Keping Ketujuh Belas

“Setelah ini aku mau bantu Mama juga di toko.” Pengakuan itu membuat Gema tercengang. Bukankah sudah berkali-kali Gema katakan kalau tugas Guntur itu cukup kuliah saja? Sementara kerja adalah bagian Gema. Tapi sepertinya Guntur tidak tahu apa yang Gema inginkan. Padahal Guntur yang biasanya adalah pemuda penurut yang selalu mengangguk ketika Gema memintanya segera berangkat ke kampus. Tapi kali ini Guntur berani bilang terang-terangan ingin cuti kuliah.

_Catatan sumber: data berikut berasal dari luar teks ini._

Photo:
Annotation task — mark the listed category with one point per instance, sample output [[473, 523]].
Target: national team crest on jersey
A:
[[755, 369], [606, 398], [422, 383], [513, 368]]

Gema menarik napas panjang, lalu mengepalkan kedua tangannya, menahan diri agar tak sampai kelepasan dan mendaratkan kepalan tangannya di hidung Guntur. Adiknya itu benar-benar kurang ajar. Beraninya dia! Padahal Gema sudah berkorban demi kelangsungan pendidikan adiknya, tapi apa yang Guntur lakukan sekarang? Mau cuti katanya? Mau ikut-ikutan bantu Mama katanya? Yang benar saja.

“Kamu mau berhenti? Mikir dong, Kakak selama ini berhenti buat kamu. Biar kamu bisa lanjut kuliah.” Gema mengomel panjang. Ini pagi yang sebenarnya tak ingin ia awali dengan gerutuan, tapi adiknya itu sangat menyebalkan.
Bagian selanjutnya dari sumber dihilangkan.